The absence of drummer Ryan Sawyer means that Tall Firs are stripped back to their original form of a duo once again and, as a result Out Of It, Into It finds Aaron Mullan and David Miles in ambient and contemplative mood. Indeed this is an album that is steeped in gentle intertwined guitar work and haunting vocals which draws as much on the alt-country scene as it does the works of artists the band have shared a stage with over the years – Kurt Vile, Sonic Youth and Shellac among them.
Suffer So Long opens the album wonderfully with the guitars of Mullan and Miles complimenting each other perfectly. They dance around each other as the vocals evoke a tremendously stoned Neil Young. If torment for a particularly long period of time results in tunes as delicate and well realised as this, then such sufferance is probably worth it. Waiting On A Friend continues in a similar vein, and hints at J Mascis’ solo work – which in itself isn’t a million miles away from that of Young.
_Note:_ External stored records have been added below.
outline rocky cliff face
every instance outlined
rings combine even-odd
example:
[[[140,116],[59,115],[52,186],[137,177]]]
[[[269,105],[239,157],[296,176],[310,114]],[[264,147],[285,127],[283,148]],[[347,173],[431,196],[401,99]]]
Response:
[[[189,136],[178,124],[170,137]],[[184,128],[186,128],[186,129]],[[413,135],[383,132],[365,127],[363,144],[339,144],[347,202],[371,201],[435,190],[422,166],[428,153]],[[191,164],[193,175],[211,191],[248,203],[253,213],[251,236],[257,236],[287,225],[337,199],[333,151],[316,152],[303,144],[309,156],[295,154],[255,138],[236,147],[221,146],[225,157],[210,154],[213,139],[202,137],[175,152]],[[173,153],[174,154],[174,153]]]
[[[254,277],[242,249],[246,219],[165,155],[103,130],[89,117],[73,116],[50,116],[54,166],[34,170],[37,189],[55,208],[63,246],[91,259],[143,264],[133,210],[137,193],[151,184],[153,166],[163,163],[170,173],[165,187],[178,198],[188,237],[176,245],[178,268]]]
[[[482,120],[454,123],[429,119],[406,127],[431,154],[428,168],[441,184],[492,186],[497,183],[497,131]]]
Despite the somewhat dour nature of the lyrics – “Tragedy will come when it comes, and it comes, no matter how fast we run” – there’s a strange tranquility and acceptance in the delivery that makes everything seem like it’ll all turn out just fine. It possesses an ambience that suggests that if life turns unbearable, then hiding under a soft warm blanket and rolling plenty of herbal cigarettes is the best course of action.
Early highlight Axeman heads in a more sinister direction with the guitar work of Mullan and Miles tolling in an increasingly foreboding manner as Tall Firs engage the local axeman in conversation regarding his latest victim and, er, tracksuits. Suicide follows (it’s a song name – not a reaction to the album) and possesses a hazy feel that is underpinned with a series of discordant but beautiful melodies borrowed from the Sonic Youth songbook. Not that Tall Firs seem particularly indebted to Thurston Moore and his cohorts. Certainly there is an influence in Tall Firs’ music, but such is the perfect vision of Out Of It, Into It that it is clear that the duo are entirely in control of their output and eschew the need to pillage the back catalogues of others.
That said, there is a cover of Arthur Russell’s I Couldn’t Say It To Your Face, though even it possesses such heartfelt vocals and evocative slide guitar work that it becomes more than simple homage, and serves to highlight the brilliance of the original. Crooked Smiles however is homage; to ATP, apparently. Although, as with a lot of this album there’s something slightly unsettling at play here, with the distorted riff that makes its presence felt at the midpoint with a plea to get evil. Still, the suggestion to get high just about balances everything out.
From start to finish this is an album that possesses an alluring pull. Even when things are starting to sound a little sinister, the perfect guitar work, woozy vocals and hazy ambience that Tall Firs create is hard to ignore. Get into Tall Firs’ world, and it is hard to leave it behind. Getting out of it only makes the pull more potent.